ERROR: could not connect to: DBI:mysql:qadb:dbproxy.suse.de:
Access denied, this account is locked
which does not look like it's related to a change in network config. Reported in #120789
Updated by okurz about 2 years ago
- Copied to action #120789: [virtualization] tests fail to upload to qadb on dbproxy.suse.de with "Access denied, this account is locked" added
Updated by Julie_CAO about 2 years ago
thank you, @okurz I'll monitor the tests.
About that 'qadb_report' failure, we were aware of this issue. We have not handled it because we are busy with sle15sp5 beta1 and snapshots testing, and lack of working workers to verify changes.
Updated by Julie_CAO about 2 years ago
Traffic between .oqa.suse.de and .qa.suse.de unblocked, see #120264#note-9. I retriggered a job, https://openqa.suse.de/tests/10003496 is scheduled.
the test failed with
[2022-11-21T21:06:33.302647+01:00] [debug] init needles from sle/products/sle/needles
[2022-11-21T21:06:34.525093+01:00] [debug] loaded 11779 needles
Need variable WORKER_HOSTNAME at /usr/lib/os-autoinst/backend/ipmi.pm line 14.
backend::ipmi::new("backend::ipmi") called at /usr/lib/os-autoinst/backend/driver.pm line 34
backend::driver::new("backend::driver", "ipmi") called at /usr/lib/os-autoinst/OpenQA/Isotovideo/Backend.pm line 14
OpenQA::Isotovideo::Backend::new("OpenQA::Isotovideo::Backend") called at /usr/bin/isotovideo line 260
[2022-11-21T21:06:34.573393+01:00] [debug] stopping command server 10320 because test execution ended through exception
Updated by livdywan about 2 years ago
Julie_CAO wrote:
the test failed with
Need variable WORKER_HOSTNAME at /usr/lib/os-autoinst/backend/ipmi.pm line 14.

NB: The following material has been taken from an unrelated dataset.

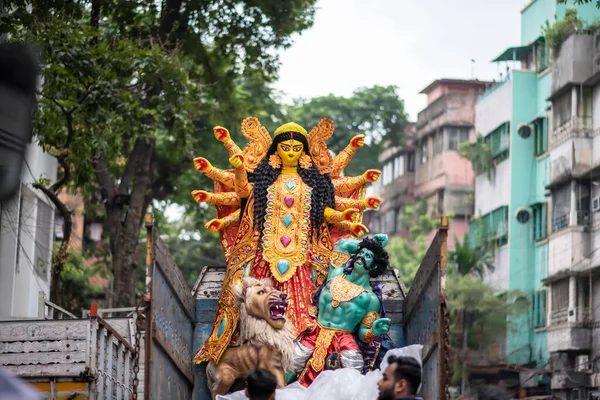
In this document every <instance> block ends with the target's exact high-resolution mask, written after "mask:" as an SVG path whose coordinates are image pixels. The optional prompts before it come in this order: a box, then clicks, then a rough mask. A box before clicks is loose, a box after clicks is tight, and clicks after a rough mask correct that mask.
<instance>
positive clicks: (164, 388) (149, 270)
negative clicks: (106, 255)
mask: <svg viewBox="0 0 600 400" xmlns="http://www.w3.org/2000/svg"><path fill="white" fill-rule="evenodd" d="M148 231H149V232H148V239H149V240H151V243H149V244H148V246H151V249H152V252H151V257H150V259H149V260H147V261H149V263H148V270H147V272H148V273H147V281H146V283H147V285H148V288H149V292H150V296H151V304H150V310H149V318H148V320H147V327H146V354H147V355H148V357H146V360H145V362H146V365H145V368H146V376H145V378H146V379H145V382H144V384H145V387H144V398H145V399H149V400H150V399H190V400H191V398H192V390H193V385H194V375H193V372H192V360H191V357H190V355H191V354H192V348H193V327H194V324H193V320H194V299H193V297H192V295H191V291H190V289H189V287H188V286H187V283H186V282H185V279H184V278H183V275H182V274H181V271H179V268H177V266H176V264H175V261H174V260H173V258H172V256H171V254H170V253H169V251H168V249H167V246H166V245H165V243H164V242H163V241H162V239H161V238H160V235H159V233H158V231H157V230H156V228H154V227H152V225H150V226H149V227H148Z"/></svg>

This is hitting #120261#note-29 which is being investigated atm - it seems like some old version wasn't updated there which led to the issue
Updated by livdywan about 2 years ago
- Related to action #120261: tests should try to access worker by WORKER_HOSTNAME FQDN but sometimes get 'worker2' or something auto_review:".*curl.*worker\d+:.*failed at.*":retry size:meow added
Updated by mkittler about 2 years ago
@Julie_CAO This is a different issue and handled by #120261. It should be good now as worker2 was deployed this morning.
Updated by mkittler about 2 years ago
- Related to deleted (action #120261: tests should try to access worker by WORKER_HOSTNAME FQDN but sometimes get 'worker2' or something auto_review:".*curl.*worker\d+:.*failed at.*":retry size:meow)
Updated by okurz almost 2 years ago
- Due date set to 2022-12-08
$ openqa-query-for-job-label poo#120441
9972605|2022-11-16 07:11:41|done|failed|virt-guest-migration-developing-from-developing-to-developing-kvm-src||worker2
9960985|2022-11-15 11:15:28|done|parallel_failed|virt-guest-migration-sles12sp5-from-sles12sp5-to-developing-kvm-src||worker2
9960984|2022-11-15 11:15:17|done|failed|virt-guest-migration-sles12sp5-from-sles12sp5-to-developing-kvm-dst||worker2
9951736|2022-11-14 19:17:30|done|failed|virt-guest-migration-sles15sp4-from-sles15sp4-to-developing-xen-dst||worker2
9955076|2022-11-14 15:10:40|done|failed|virt-guest-migration-developing-from-developing-to-developing-kvm-src||worker2
9949099|2022-11-14 07:51:44|done|failed|virt-guest-migration-sles12sp5-from-sles12sp5-to-developing-xen-dst||worker2
9949098|2022-11-14 03:51:03|done|failed|virt-guest-migration-sles15sp4-from-sles15sp4-to-developing-kvm-src||worker2
9949152|2022-11-14 01:56:10|done|failed|virt-guest-migration-developing-from-developing-to-developing-xen-dst||worker2
So no more recent mentions.
Let's await results from currently scheduled https://openqa.suse.de/tests/10029577
Updated by Julie_CAO almost 2 years ago
- Status changed from Feedback to Resolved
- % Done changed from 0 to 100
The issus should have been resolved as the parallel tests in latest build #50.1 did not meet this problem.
The scheduled test has not been run yet, so cancle it. Thank you for fixing.